Last month I spent some time in Prague running an advocacy workshop for an alliance of international NGOs based across Europe.
After taking stock of progress made and lessons learnt to date, we brainstormed future advocacy priorities. Having developed a long list, we then agreed selection criteria to help us to prioritise these advocacy issues. By the end of the first day, there was a growing consensus on one issue – so far so good.
At the start of the second day, we took this one issue and I suggested that we broke into groups to work on an elevator pitch for this issue – the simple idea of how one might use 15-30 seconds to pitch your issue to a target if you were to encounter them in an elevator.
I was interested to see the level of opposition to doing this exercise. The refrain was ‘we don’t know enough about this issue to do such a pitch. We need more time to develop our key facts.’ I asked them to indulge me and they kindly did so, but then engaged in some great conversations on their pitch. After a half an hour, I asked them to deliver their group pitches. All the pitches were excellent with a compelling and urgent message. Yes, they needed more work and more refining, but they had shown that there was a basic, simple, and yet compelling, message.
This exercise seemed to energise the group.
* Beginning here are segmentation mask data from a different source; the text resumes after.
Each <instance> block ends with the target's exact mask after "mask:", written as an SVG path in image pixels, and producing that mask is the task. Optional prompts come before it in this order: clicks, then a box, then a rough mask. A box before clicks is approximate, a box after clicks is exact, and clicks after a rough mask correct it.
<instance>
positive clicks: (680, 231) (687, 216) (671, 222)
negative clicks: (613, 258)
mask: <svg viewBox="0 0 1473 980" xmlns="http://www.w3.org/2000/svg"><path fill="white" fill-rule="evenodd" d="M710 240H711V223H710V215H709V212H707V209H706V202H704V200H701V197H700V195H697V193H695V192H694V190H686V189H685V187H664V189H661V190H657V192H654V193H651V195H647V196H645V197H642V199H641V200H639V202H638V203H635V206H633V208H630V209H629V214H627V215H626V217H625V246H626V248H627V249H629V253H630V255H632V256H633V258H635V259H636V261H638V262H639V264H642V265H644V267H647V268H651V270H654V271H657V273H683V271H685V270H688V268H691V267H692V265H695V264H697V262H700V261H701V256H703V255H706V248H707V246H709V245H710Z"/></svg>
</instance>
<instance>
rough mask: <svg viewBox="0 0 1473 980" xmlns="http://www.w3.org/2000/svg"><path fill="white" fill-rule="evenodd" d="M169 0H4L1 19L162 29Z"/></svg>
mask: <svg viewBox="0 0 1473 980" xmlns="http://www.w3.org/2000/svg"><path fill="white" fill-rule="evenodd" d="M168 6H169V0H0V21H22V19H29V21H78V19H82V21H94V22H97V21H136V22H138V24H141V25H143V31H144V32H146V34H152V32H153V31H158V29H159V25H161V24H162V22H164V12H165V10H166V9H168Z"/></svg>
It had pushed them out of their comfort zone to develop such a pitch, but in doing so they had begun to make their issue real. And from this exercise we developed our action plan on this issue.
Sometimes you just have to take the plunge and dive in. You will never have all the facts and all the evidence, but sometimes just by getting started you can get a pretty quick feel as to whether your issue can grow legs and really take off as a campaign.